Sunday lunch at a Mexican restaurant for the birthday of one of our friends' godkids. Lucian was in the high chair next to me, locked in on the paper activity menu the host had handed him. The puzzle was a maze of hidden pictures. Every time the friction reached a peak, he let out the same short, compressed grunt. not a cry. not a complaint. a sound he is using more & more right now whenever something does not give the way he expects.
he wanted the koala. he was pointing at the bag, then pointing at the floor, then pointing in the general direction of outside. the koala had been left in the car.
I went out to the car & got the koala.
I came back. I put it in front of him.
he tried to launch it onto the floor.
if this is your first time here, this is a daily newsletter about raising my son in a world that will not require him to work. start anywhere.
a thing I am sitting with is the gap between what he asked for & what he actually wanted.
he asked for the koala. that is signal. it was clear, it was direct, it was the kind of pre-language request a parent learns to read inside the first year. he was not confused about what he was pointing at. he wanted the koala.
then the koala arrived & he immediately started trying to put it on the floor.
an adult would call that a contradiction. you asked for the thing. I got the thing. the thing is in front of you. why is it now flying.
I do not think it was a contradiction. I think the ask was real, & the toss was also real, & the two of them were both data about him. the request was about closing a perceived absence. the toss was about establishing his relationship with the object once it arrived. the gap between the two is the thing I keep watching.
the ask is not the intent.
he did the same move twenty minutes later with a crayon. wanted it. got it. immediately tried to put it in his mouth. I had to intervene before the crayon became a snack. the same arc. ask, accept, repurpose. ask, accept, repurpose.
most of his afternoon, in fact, was a systematic clearing of any flat surface he could reach. the menu went to the floor eventually. the koala went to the floor several times. a packet of saltines went to the floor by his hand & stayed there, as if it had always been heading for that spot. there is a logic to how he is mapping the room. the floor is where things go to be true.
he is asking for things in real time. he is also, in real time, telling me what he actually wants by what he does with them once they land.
watching this is teaching me a discrimination I did not know I needed to practice.
I am aware that the world my son is growing into is a world that will respond instantly to any stated request he makes. the systems that will surround him at six, at thirteen, at nineteen, will be calibrated to fulfill the surface signal. you say you want the koala, the koala arrives. you say you want a movie about a boy who falls in love with a robot, the movie is generated. you say you want a friend who will listen to your problems all night, the friend is online. the bottleneck of the orchestration economy is not delivery. delivery is solved. the bottleneck is recognition.
what does he actually want.
it is going to be hard to learn that, inside that world, because the world will keep removing the small uncomfortable interval where he gets to find out. ask, receive, reject, redirect. that is the loop where intent gets calibrated, where a person learns the difference between what their mouth says & what their body does once the thing has arrived. systems that close that loop too efficiently leave the inside of him uncalibrated.
I am not anti-fulfillment.

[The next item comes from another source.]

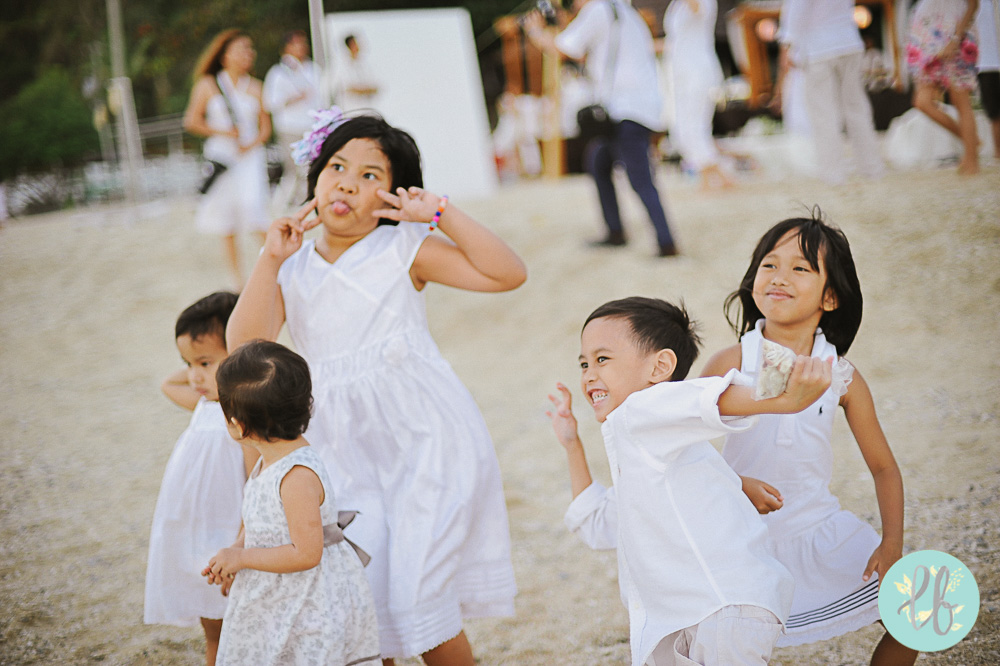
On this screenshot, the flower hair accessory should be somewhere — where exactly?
[291,106,347,166]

I went out to the car for the koala. that was correct. but the part of the afternoon where he then decided the koala was for launching, not for holding, was the part where he was doing his own development. it was not a misuse of the toy. it was him learning what he wanted by handling what he asked for.
if I had treated the toss as misbehavior & insisted he hold the koala because that is what you asked for, I would have closed the loop in the wrong place. the loop is supposed to stay open long enough for the body to weigh in.

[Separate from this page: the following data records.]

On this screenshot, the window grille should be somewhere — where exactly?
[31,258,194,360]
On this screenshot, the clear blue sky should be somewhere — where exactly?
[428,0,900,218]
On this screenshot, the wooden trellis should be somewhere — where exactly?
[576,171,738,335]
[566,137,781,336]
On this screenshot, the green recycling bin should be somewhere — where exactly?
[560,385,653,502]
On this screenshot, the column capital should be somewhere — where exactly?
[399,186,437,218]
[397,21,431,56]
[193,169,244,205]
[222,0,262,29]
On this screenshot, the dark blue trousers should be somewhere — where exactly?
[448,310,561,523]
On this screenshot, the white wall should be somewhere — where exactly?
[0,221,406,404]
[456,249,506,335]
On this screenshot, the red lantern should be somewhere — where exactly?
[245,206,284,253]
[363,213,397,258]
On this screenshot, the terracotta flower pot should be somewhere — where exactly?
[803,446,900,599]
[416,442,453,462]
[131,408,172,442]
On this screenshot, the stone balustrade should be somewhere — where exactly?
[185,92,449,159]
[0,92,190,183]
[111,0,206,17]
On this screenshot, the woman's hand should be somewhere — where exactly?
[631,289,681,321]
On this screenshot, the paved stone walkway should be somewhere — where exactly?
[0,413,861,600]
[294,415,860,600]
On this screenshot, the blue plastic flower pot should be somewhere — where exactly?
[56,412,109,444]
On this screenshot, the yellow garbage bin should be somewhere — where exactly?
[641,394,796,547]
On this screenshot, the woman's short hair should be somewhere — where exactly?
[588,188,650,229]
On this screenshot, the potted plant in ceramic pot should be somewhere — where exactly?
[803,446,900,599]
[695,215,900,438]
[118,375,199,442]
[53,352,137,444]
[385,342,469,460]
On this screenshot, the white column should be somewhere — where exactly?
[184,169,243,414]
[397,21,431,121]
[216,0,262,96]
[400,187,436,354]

a one-year-old does not have the muscle of self-narration yet. he cannot tell me what he wanted. he only acts it out. the acting-out is the language. the parent's job, right now, is to read the language.
later, the muscle will become his. some afternoon at nine he will catch himself in the act of asking for something & then not wanting it, & if he has been allowed enough small interval over the years to notice that pattern in himself, he will be the kind of person who can recognize when a stated preference is not the actual one. that is the muscle that runs the whole orchestration economy from the inside.
without it, he will be very efficient at receiving things he does not want. that is the failure mode I am watching for.
What I am holding onto
the ask is not the intent. signals are real & worth honoring. they are also not the whole picture. the floor is where the rest of the picture lands.
my job today is not to police the gap between what he asked for & what he did with it. it is to keep the gap open long enough for him to notice it himself eventually.
the systems he is going to live inside will be good at closing that gap on his behalf. the small uncomfortable interval, where the koala gets launched & no one rushes to put it back in his hand, is one of the few places where the loop stays open. that is the loop that builds the inside of him. it is also the loop I am, increasingly, learning to keep open in myself.